Wenngleich diese Benennung auch sehr technisch und abstrakt anmutet, so hat sie
doch den Vorteil der Universalität: Sie lässt sich auch auf Musik anwenden, die
sich der konventionellen, auf tonale Musik hin ausgelegten Harmonielehre entzieht,
wie z. B. Zwölftonkompositionen.
pitch class (p.c.)
Eine pitch class ist die abstrakte Zusammenfassung aller Töne mit einem bestimmten
„Tonhöhencharakter“, wie z. B. alle Töne, denen wir den Namen „c“ geben würden.
Dabei spielt die Notation keine funktionale Rolle, d. h. auch jedes „his“ und jedes
„deses“ fallen in diese Kategorie. Die Theorie geht also davon aus, dass Oktavversetzungen
und enharmonische Umnotierungen eines Tones äquivalent sind. Demnach repräsentiert
eine pitch class unendlich viele Töne. Folgende Töne sind zum Beispiel nur einige
der Instanzen (=Repräsentanten) einer einzigen pitch class:

pitch interval (ip) und interval class (i. c.)

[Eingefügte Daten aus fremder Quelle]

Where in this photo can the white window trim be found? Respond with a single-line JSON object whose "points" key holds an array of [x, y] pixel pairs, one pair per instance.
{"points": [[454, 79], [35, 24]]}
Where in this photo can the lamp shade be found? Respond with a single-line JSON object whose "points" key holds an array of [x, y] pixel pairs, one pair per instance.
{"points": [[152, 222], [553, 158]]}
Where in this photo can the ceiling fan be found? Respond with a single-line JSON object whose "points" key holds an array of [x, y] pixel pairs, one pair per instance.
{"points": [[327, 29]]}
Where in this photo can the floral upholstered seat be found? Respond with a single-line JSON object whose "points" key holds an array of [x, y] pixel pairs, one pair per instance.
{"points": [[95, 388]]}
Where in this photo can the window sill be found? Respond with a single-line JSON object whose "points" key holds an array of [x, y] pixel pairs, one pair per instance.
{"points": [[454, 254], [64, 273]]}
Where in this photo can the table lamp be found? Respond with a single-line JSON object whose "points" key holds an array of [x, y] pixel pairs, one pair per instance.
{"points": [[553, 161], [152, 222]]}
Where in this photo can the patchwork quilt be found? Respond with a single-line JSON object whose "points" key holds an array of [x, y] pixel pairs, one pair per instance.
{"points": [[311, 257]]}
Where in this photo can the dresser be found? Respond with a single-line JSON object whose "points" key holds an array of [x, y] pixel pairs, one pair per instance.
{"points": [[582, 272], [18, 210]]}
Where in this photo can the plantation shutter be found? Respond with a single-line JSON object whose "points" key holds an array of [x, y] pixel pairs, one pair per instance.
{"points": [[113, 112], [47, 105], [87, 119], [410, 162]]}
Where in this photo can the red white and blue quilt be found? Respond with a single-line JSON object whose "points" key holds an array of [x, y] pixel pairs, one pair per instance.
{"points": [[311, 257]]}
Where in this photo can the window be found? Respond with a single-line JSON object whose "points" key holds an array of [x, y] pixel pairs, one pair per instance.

Der Abstand zweier pitches, das pitch interval wird der Einfachheit halber in Halbtönen
gemessen. So beträgt der Abstand zwischen c und e 4 Halbtonschritte und kann demnach
als ip4 angegeben werden. Auch Intervalle lassen sich in Klassen einteilen, wobei
hier jeweils Komplementärintervalle samt ihrer Oktavversetzungen zusammengefasst
werden, d. h.: Kleine Septime und große Sekunde (aber auch große None) sind Mitglieder
derselben interval class. Diese interval classes werden einfach durchnummeriert,
und es gibt ihrer logischerweise genau sechs verschiedene:
|
i. c.
|
1
|
2
|
3
|
4
|
5
|
6
|
|
enthält:
|
kleine Sekunde, große Septime, kleine None, usw.
|
große Sekunde, kleine Septime, große None, usw.
|
kleine Terz, große Sexte, verminderte Septime, usw.
|
große Terz, kleine Sexte, verminderte Quarte, usw.
|
reine Quarte, reine Quinte, reine Undezime, usw.
|
Tritonus, verminderte Quinte, übermäßige Undezime, usw.
|
pitch class set (p. c. set)
Als pitch class set bezeichnet man die konkrete Zusammenfassung verschiedener
pitch
classes zu einer Menge. Eine solche Sammlung kann aus gleichzeitig oder auch nacheinander
erklingenden Tönen gebildet werden. Sie entspricht im Wesentlichen dem Begriff „Akkord“
oder besser „Harmonie“ der herkömmlichen Harmonielehre. Ein Set beinhaltet also
sinnvollerweise die Klassen von pitches, die als zusammengehörig betrachtet werden.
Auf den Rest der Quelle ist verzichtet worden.